PLEASE NOTE: This article is under embargo until 5 December 2006 at 1 am
For the first time in almost forty years, researchers are creating a global map of malaria risk. The Malaria Atlas Project, or MAP, will help identify populations at particular risk and predict the impact of the disease, allowing health resources to be targeted at those areas most at risk. Malaria is thought to kill over a million people every year, mostly children and pregnant women.
The research, funded by the Wellcome Trust, the UK's largest biomedical research charity, involves a collaboration between the Kenya Medical Research Institute (KEMRI) and the University of Oxford. Details and goals of the project are announced today in the open access journal PLoS Medicine.
Researchers from Kenya and Oxford will use information from satellites, population censuses and other electronic data related to factors that determine the presence of mosquitoes carrying the malaria parasites and the likelihood they will infect humans.
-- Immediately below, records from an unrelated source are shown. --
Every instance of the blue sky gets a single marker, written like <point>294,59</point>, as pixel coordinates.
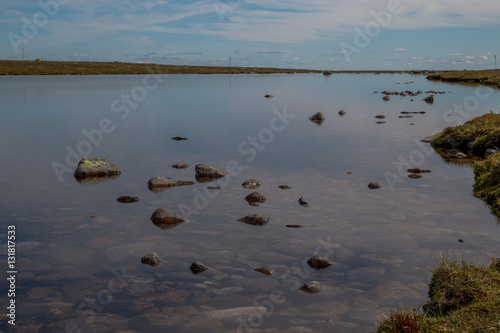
<point>316,34</point>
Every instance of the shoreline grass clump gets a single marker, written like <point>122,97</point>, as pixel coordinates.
<point>483,132</point>
<point>463,297</point>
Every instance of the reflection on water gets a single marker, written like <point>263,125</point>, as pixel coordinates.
<point>79,250</point>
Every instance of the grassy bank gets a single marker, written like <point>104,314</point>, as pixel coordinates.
<point>462,298</point>
<point>487,77</point>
Statistical approaches will enable comparisons to be made between areas where information exists with areas where there is no information to fill in the "gaps" to create a global map of malaria risk worldwide.
"At the moment, information on malaria infections and the impact of the disease remains the subject of best guesses based on national reporting systems, historical data or unvalidated models of malaria distribution," says Dr Simon Hay from the University of Oxford, who is based at KEMRI. "Resources for tackling malaria are driven by a mixture of perception and politics rather than an objective assessment of need. Clearly, this situation is untenable."
New anti-malarial drugs and commodities to prevent infection are available, but these are often expensive and the researchers are concerned that without an accurate measure of the impact of malaria, global and national finances will not be able to meet the need for these interventions.
"How we design malaria control and measure its impact depends on knowing how much malaria exists in a given area," says Professor Bob Snow, also from the University of Oxford and based at KEMRI. "Like any war, knowing where your enemy is located and in what strength determines how you engage them. Intelligence is key – without an intelligent approach to global malaria control I fear there will be much wasted funding and many missed opportunities."
Malaria scientists collect information on how many people are infected with malaria parasites, but MAP will be the first time that all the data have been gathered into a single source and linked to a map of the world. MAP has so far assembled information from 3126 communities in 79 countries and represents the single largest repository of contemporary information of malaria risk to-date. Importantly, MAP has been developed with an open-access philosophy to the data it gathers, allowing researchers anywhere in the world to access the data for free.
"We hope to provide a unique example of how medical intelligence linked maps can assist all partners concerned with the control of malaria," said Dr Carlos Guerra, a member of the MAP team who developed an interface between the MAP data and the widely used Google Earth.
It is almost 40 years since the first global map of malaria risk and burden was created. Ten years ago, researchers at KEMRI and the University of Oxford voiced the need to develop a detailed map of malaria transmission in Africa. Professor Snow and his team hope that MAP will fill this gap in knowledge.